Carbon management is only one part of a comprehensive decarbonization strategy (it is equally important to aggressively pursue other forms of mitigation), but it is a critical part of the climate toolkit. In its recent special report setting out a pathway to net zero by 2050, the International Energy Agency identifies carbon capture as one of five key pillars to decarbonization. The UN’s Intergovernmental Panel on Climate Change agrees, as does the National Academies of Science.
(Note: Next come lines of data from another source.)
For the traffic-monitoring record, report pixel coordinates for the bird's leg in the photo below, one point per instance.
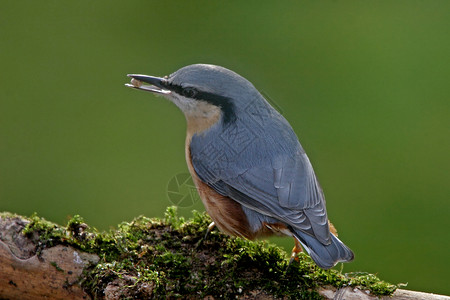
(296, 250)
(210, 227)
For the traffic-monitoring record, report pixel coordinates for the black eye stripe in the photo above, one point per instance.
(224, 103)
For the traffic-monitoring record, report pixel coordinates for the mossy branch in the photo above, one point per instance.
(154, 258)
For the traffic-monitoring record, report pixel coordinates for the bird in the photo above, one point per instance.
(250, 170)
Both state that CO2 removal is essential to all pathways that would limit global temperature increases to 1.5 degrees Celsius.
Carbon management is critical for at least three related reasons:
- First, carbon capture is key to reducing emissions from point sources, especially sources like cement production where few alternatives exist.
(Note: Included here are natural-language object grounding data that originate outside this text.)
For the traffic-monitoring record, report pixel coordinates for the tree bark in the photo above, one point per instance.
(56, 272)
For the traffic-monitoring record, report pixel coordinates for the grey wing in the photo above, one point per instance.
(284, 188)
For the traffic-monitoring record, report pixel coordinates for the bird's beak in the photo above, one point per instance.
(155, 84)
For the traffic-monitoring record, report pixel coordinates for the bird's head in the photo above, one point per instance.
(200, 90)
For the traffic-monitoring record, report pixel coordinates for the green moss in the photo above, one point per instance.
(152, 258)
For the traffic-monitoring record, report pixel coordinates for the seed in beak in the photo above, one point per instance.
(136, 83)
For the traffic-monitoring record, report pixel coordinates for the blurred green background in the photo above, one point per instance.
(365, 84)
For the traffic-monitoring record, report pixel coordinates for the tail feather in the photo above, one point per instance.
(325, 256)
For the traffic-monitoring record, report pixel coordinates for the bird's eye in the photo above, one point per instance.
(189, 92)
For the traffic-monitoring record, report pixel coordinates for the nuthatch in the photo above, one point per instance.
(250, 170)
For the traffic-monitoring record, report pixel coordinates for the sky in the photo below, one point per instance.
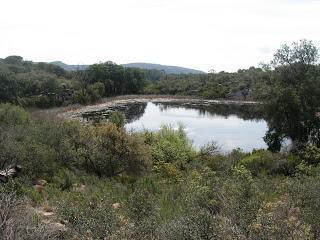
(224, 35)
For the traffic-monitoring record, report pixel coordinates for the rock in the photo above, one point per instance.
(38, 188)
(11, 172)
(41, 182)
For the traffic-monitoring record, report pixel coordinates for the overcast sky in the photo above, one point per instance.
(201, 34)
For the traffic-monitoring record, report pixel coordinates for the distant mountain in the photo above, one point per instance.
(69, 67)
(167, 69)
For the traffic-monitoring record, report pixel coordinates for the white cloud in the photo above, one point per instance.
(203, 34)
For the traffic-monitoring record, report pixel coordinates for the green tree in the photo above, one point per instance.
(293, 98)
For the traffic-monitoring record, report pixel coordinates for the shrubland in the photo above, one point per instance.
(101, 182)
(104, 182)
- Second, negative emissions through technologies like direct air capture will be important to offset non-point sources like agricultural emissions, which are difficult to tackle directly.
- Third, negative emissions will be key even after the world reaches net zero to help reduce atmospheric levels of carbon dioxide.
Canada has all the ingredients to establish its position as a major player in the carbon management space, but we cannot rest on our laurels. Among Canada’s assets are a world-leading collection of new and established companies with engineering expertise and capabilities, along with established regulations and a series of natural endowments. Look at most components of the future carbon management industry and you will see Canadian companies in leading global positions. Although Canada may have had an early start on CCUS, and shows great potential for future growth, bold policy moves in the United States and Europe mean our leadership position is at risk if more action does not come soon.
If carbon management is to meet its potential, it must become a climate solution that is also a business opportunity with a clear revenue stream. Today in Canada, carbon capture is too often seen only as a cost and not as an investment opportunity. In the pages that follow, we methodically describe the components of an emerging industry where costs are declining, revenue potential is emerging, and many players are entering a high-potential market.
As with most early-stage industries, public policy support will be critical, especially to generate early revenue streams that can accelerate scale up. Federal and provincial governments have taken encouraging steps in the right direction. Carbon pricing, for example, can act as a powerful incentive for businesses to invest in carbon management. The use of direct government financial support to help cover the upfront capital investment of carbon capture projects, which has been particularly evident in Europe and in some early Canadian projects, may also prove important as the Government of Canada advances on its proposed Investment Tax Credit for CCUS.
In the coming weeks, the Energy Future Forum’s Carbon Management Working Group will turn its attention to how Canada can adopt the right package of policies to enable the carbon management sector to reach its potential in helping Canada drive emissions reductions and economic growth.